- From: Sylvain Galineau <sylvaing@microsoft.com>
- Date: Fri, 28 Oct 2011 16:35:24 +0000
- To: Boris Zbarsky <bzbarsky@MIT.EDU>, "www-style@w3.org" <www-style@w3.org>
[Boris Zbarsky:] > > On 10/28/11 11:20 AM, Sylvain Galineau wrote: > > Have there been complaints about it? > > Yes. There have been several cases of people forgetting to put it on a > property they're adding to a module and then confusion ensuing all around. > > Also, as an implementor, anything that simplifies the text in the "allowed > value" line is good. The text there can get pretty hairy as it is; if it > always had to include a few extra "||" and parens and such it would be > even less readable than it is now. I'm open to making things more readable; but I don't think readable means incomplete and inconsistent. It would be silly to repeat the same long series of things every time if we can shorten it without losing valid information. > > > Assuming that spec readers - > > especially the implementers among them - prefer information to be > > distributed across more documents than necessary > > I don't see how this is any worse than CSS core syntax being defined in a > separate document from all the various CSS3 modules. So because there is already some confusion, we shouldn't fix any? This kind of argument is generally unpersuasive. And, by the way, I'm not claiming this issue is more important than others in the same class. I've just happened to run into this one lately. > > In fact, just adding this bit to the core syntax document or values and > units (which all other modules depend on anyway) would not increase the > number of documents involved. > > So this particular implementor would vastly prefer this be specified > centrally and that allowed value lines be made as readable as possible, > per above. Sure. I have no issue with that, as long as the dependency from values/types to their central definition is explicit, visible and unambiguous. And whatever the solution, I would like us to be consistent.
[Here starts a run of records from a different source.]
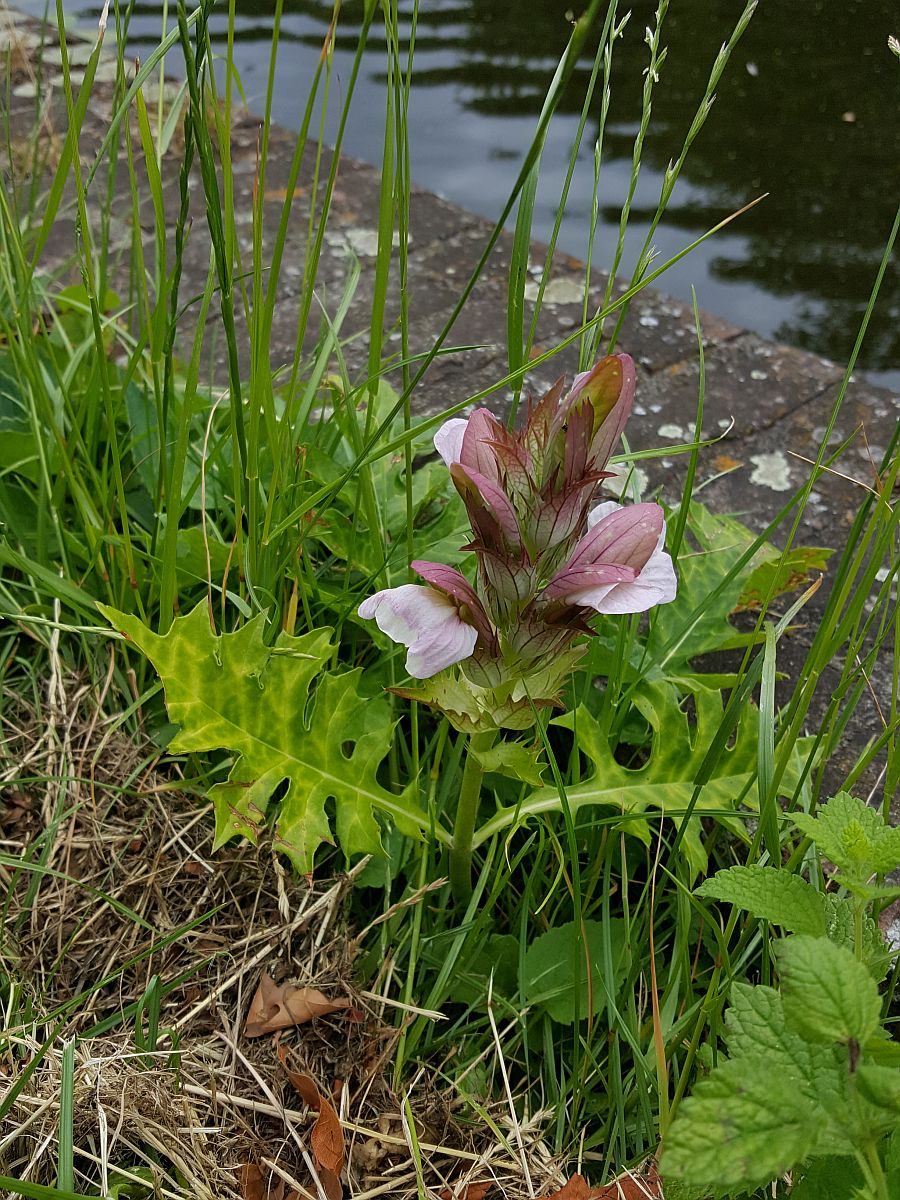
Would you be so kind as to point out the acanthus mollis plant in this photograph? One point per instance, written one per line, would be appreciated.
(496, 651)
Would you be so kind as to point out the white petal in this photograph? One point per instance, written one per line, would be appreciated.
(448, 441)
(424, 621)
(657, 583)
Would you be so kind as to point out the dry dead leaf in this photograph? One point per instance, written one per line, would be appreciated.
(471, 1192)
(259, 1185)
(645, 1186)
(280, 1006)
(327, 1138)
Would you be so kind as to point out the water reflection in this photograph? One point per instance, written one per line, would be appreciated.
(807, 113)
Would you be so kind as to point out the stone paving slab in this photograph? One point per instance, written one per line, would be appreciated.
(768, 403)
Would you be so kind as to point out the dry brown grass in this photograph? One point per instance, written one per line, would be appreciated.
(126, 867)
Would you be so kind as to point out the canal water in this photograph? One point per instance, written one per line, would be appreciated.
(807, 112)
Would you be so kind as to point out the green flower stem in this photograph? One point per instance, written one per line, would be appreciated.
(466, 816)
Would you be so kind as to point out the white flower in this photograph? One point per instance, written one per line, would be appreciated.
(654, 583)
(448, 441)
(425, 621)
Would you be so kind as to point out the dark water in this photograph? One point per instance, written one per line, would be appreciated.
(807, 112)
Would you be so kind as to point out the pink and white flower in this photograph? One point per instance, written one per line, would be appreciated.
(621, 565)
(544, 559)
(425, 621)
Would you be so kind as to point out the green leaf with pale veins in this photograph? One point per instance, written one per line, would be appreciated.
(743, 1127)
(769, 894)
(840, 929)
(665, 781)
(828, 995)
(234, 693)
(853, 837)
(756, 1031)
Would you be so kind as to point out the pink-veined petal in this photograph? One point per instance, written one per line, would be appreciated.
(624, 534)
(655, 583)
(454, 583)
(571, 580)
(477, 453)
(448, 441)
(426, 622)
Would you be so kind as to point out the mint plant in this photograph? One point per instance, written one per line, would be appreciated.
(811, 1083)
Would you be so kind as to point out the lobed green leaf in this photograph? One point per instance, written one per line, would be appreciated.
(235, 693)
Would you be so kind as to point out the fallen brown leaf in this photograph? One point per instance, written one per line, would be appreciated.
(577, 1188)
(628, 1187)
(280, 1006)
(259, 1185)
(636, 1186)
(473, 1192)
(327, 1139)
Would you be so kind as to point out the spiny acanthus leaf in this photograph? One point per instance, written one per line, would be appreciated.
(666, 781)
(234, 693)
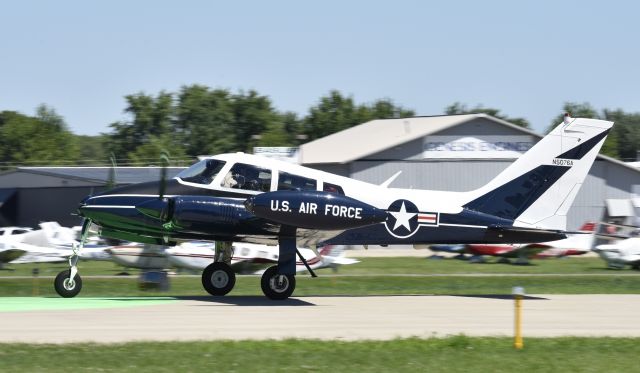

As things are, we have: 1. One CSS3 module that says initial and inherit are global values 2. A number of CSS3 modules which, for historical and editorial reasons, explicitly list inherit as a valid value *without* listing initial; which, given a central definition, could be interpreted as overriding css3-values and excluding initial. 3. A number of CSS3 modules that say nothing at all. I don't understand how this increasingly sloppy hodge-podge adds to clarity. Again, yes, there are bigger issues on the overall clarity scale but I doubt the time it takes to fix the smaller ones is a real obstacle in addressing them.